Понятно, лишь длительный опыт веры, жизни со Христом рождает представление о свободе [195], а до того она только непонятное тяжкое бремя, сладкое слово, без практического применения; это как землю распределили колхозникам, а они ее быстренько за гроши продали, потому что никогда ею не владели и не пытались постичь, зачем столько крови пролито в сражениях за эту самую землю, как, впрочем, и за свободу, которую, говорят, в монастыре надо отдать добровольно в обмен на послушание; но нечего же отдавать! разве своеволие, а оно – страшный враг, с чем согласны все. – «Плачешь? Это не ты, гордость твоя плачет»! Что тут возразишь!

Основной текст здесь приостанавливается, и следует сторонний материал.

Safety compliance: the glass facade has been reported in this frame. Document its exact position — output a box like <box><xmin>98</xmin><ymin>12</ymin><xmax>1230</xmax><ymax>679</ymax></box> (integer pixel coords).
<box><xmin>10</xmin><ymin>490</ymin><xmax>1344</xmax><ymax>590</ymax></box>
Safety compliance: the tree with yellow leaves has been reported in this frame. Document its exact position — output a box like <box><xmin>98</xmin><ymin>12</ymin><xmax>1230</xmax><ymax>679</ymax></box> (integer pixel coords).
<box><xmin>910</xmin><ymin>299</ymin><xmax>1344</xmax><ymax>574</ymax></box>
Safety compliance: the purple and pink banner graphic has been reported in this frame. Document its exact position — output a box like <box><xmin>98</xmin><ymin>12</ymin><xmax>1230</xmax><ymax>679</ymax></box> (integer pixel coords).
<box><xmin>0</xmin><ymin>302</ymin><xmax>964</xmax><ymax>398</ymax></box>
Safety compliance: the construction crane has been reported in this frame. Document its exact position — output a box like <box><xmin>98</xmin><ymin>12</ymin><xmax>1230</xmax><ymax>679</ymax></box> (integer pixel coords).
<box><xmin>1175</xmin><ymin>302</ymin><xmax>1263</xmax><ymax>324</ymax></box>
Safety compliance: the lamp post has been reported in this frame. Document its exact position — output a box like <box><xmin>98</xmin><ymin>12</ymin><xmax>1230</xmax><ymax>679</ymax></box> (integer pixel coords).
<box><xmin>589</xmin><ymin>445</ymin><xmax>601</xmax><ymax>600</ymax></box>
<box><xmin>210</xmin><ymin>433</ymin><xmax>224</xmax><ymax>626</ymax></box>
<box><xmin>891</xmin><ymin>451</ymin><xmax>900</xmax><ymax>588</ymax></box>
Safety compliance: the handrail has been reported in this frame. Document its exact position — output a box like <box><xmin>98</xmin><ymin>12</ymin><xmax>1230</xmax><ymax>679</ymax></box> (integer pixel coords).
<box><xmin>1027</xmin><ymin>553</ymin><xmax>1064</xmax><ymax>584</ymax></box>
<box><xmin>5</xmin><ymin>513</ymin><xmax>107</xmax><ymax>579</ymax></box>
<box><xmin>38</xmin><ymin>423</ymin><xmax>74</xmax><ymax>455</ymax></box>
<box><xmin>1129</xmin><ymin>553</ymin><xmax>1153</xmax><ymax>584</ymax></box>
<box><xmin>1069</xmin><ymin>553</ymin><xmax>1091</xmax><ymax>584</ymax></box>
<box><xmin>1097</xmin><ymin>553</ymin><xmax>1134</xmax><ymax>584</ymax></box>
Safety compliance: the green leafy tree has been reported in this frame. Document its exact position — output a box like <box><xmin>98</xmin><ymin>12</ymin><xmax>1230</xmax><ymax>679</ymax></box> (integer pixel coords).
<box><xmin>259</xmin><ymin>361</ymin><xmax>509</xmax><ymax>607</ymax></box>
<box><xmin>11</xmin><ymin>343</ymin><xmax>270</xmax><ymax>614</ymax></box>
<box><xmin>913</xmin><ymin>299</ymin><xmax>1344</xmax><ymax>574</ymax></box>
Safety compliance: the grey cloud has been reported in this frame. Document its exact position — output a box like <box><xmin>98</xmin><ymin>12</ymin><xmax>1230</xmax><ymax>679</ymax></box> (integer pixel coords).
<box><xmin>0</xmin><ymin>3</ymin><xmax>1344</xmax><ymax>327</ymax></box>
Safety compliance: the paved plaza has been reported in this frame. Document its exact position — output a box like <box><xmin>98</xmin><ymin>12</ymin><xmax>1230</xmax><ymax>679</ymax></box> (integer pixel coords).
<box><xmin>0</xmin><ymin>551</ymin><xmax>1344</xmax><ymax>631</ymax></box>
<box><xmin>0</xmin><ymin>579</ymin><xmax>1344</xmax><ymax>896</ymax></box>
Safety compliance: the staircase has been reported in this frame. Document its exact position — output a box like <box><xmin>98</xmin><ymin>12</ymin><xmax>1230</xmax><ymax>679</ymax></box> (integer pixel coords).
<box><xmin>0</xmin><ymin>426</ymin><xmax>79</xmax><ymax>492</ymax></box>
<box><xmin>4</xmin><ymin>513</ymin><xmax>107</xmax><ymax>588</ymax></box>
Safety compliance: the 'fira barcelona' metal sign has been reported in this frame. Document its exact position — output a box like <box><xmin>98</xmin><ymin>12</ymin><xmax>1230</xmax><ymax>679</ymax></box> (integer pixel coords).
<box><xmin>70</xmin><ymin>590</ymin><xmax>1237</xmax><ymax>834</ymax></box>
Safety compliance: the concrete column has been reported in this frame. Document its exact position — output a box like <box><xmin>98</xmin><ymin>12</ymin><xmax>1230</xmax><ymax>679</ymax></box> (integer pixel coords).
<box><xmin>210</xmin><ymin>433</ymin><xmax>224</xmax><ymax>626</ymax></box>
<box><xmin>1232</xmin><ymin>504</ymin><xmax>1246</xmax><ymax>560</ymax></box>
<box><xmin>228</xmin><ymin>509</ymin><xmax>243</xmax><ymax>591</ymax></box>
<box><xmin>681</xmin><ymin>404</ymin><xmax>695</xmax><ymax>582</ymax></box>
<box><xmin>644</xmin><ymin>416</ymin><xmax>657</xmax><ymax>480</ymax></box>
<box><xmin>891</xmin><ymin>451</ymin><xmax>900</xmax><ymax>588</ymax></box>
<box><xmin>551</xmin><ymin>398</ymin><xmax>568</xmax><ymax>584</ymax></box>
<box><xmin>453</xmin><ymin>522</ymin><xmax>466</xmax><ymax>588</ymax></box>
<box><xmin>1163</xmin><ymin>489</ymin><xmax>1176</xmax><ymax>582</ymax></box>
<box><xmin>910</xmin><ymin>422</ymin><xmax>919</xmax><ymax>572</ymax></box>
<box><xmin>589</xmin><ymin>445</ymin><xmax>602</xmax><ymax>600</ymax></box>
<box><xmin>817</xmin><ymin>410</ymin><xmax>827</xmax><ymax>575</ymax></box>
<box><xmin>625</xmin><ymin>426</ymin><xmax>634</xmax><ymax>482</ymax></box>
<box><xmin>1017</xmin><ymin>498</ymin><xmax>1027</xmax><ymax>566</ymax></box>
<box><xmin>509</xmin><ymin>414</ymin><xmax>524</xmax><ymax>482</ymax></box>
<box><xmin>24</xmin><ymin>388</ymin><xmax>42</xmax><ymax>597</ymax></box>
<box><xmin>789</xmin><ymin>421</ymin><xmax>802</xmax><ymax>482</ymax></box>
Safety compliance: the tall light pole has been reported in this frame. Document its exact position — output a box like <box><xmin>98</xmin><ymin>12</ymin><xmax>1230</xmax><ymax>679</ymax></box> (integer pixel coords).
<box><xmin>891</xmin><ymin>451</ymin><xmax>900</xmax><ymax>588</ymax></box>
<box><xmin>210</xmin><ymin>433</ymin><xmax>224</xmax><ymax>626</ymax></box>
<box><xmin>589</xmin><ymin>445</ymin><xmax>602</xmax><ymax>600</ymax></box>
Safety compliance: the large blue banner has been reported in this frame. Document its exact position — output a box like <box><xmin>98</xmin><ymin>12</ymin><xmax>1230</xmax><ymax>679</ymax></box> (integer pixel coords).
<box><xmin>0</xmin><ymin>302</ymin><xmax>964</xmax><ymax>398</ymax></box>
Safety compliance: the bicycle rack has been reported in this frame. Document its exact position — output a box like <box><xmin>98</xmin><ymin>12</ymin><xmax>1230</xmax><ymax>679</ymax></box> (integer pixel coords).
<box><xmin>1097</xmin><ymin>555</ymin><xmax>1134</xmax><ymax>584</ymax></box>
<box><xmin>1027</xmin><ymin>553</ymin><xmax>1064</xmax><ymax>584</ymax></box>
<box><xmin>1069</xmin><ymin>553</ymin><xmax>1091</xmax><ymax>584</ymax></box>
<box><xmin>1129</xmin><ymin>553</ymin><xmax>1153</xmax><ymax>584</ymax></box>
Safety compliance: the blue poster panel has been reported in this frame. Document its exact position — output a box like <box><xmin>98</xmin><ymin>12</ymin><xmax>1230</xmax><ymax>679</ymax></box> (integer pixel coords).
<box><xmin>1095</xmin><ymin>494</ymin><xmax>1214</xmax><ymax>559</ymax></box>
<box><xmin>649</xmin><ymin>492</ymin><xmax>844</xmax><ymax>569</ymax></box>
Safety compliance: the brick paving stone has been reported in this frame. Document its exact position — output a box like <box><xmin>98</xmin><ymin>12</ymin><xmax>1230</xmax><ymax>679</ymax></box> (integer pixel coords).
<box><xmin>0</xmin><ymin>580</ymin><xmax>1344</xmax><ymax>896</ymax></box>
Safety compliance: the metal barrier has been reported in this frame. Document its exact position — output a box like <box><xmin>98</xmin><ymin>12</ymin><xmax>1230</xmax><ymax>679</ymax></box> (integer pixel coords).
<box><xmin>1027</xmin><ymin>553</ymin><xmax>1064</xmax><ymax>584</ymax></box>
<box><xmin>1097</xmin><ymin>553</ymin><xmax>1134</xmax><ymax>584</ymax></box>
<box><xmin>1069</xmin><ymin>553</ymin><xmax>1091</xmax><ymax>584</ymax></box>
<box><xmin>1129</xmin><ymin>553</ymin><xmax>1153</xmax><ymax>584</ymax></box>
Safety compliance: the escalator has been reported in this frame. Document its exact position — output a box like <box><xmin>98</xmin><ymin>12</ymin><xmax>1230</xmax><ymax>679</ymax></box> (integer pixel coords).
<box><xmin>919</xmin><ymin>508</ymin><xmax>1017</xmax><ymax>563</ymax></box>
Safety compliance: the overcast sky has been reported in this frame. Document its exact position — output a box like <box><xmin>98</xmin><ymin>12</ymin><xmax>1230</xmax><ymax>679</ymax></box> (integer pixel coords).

И потому всеми силами внедряют железную дисциплину [196] и непререкаемый авторитет настоятеля, культивируют истерическое, с объяснениями в любви и сценами ревности поклонение матушке [197], строжатся, угрожают, на каждом шагу козыряя святыми отцами, древними уставами и правилами; вроде до идеала одного недостает – покорности насельников; но ведь и другое горе неплохо бы увидеть: беремся лечить других, а сами покрыты струпьями, говорил святитель Григорий Богослов.
«Боюсь строгости для других, потому что боюсь ее для себя… и зная, что по грехам моим я первый достоин изгнания, боюсь без крайней нужды изгонять других» – так судил святитель Филарет [198]. Святой Феодосий Печерский высказал однажды упрек братии: за много лет никто из вас не пришел и не спросил: как мне спастись? Велик был преподобный, одарен тонкой монашеской интуицией, подвизался с детства, - но в чужую душу не вламывался и ни откровение помыслов, ни послушание себе, ни Иисусову молитву насильно не навязывал, останавливаясь перед тайной духовного возрастания человека.
Воспитание – это питание благодатью, и никаких методов воспитания нет и быть не может, писал священник [199], много успевший именно в воспитательной работе с детьми. Внешнее утеснение, дрессировка просто загоняет грех внутрь, воспитуемый приспосабливается к роли, которую вынуждают играть, и суть подменяется правильным поведением; это Толстой, по причине религиозной бездарности, утверждал: личность нуждается в подавлении, чтобы в ней проявилось добро.
Аналогичные благие намерения породили множество дисциплинарных изысков католической традиции вплоть до святойинквизиции. Хорошо бы начальствующим время от времени перечитывать чудное Слово, в котором святой Григорий Богослов объясняет удаление свое в Понт; всё, что делается недобровольно, кроме того, что оно насильственно и не похвально, еще и непрочно, пишет великий святитель.
Не будем, однако, забывать, что большинство российских обителей переживает детский возраст и населено монашествующими первого поколения; болезни их детские. Трудности роста со временем будут преодолены, исцелены Богом, не позволяющим делать принуждение и оскорбление Себе и Своему образу – человеку [200], пусть это утверждение и не отвечает поверхностному взгляду. Монашество не может противоречить христианству: не делайтесь рабами человеков, говорит апостол (1 Кор., 7, 23); сколько бы мы ни страдали от чужих несовершенств и собственных безобразий, главное, чтоб не склонялось сердце выть по волчьи, а, помня всегда об Истине и Правде, молилось и доверяло Спасителю, Который всё восполняет и исправляет.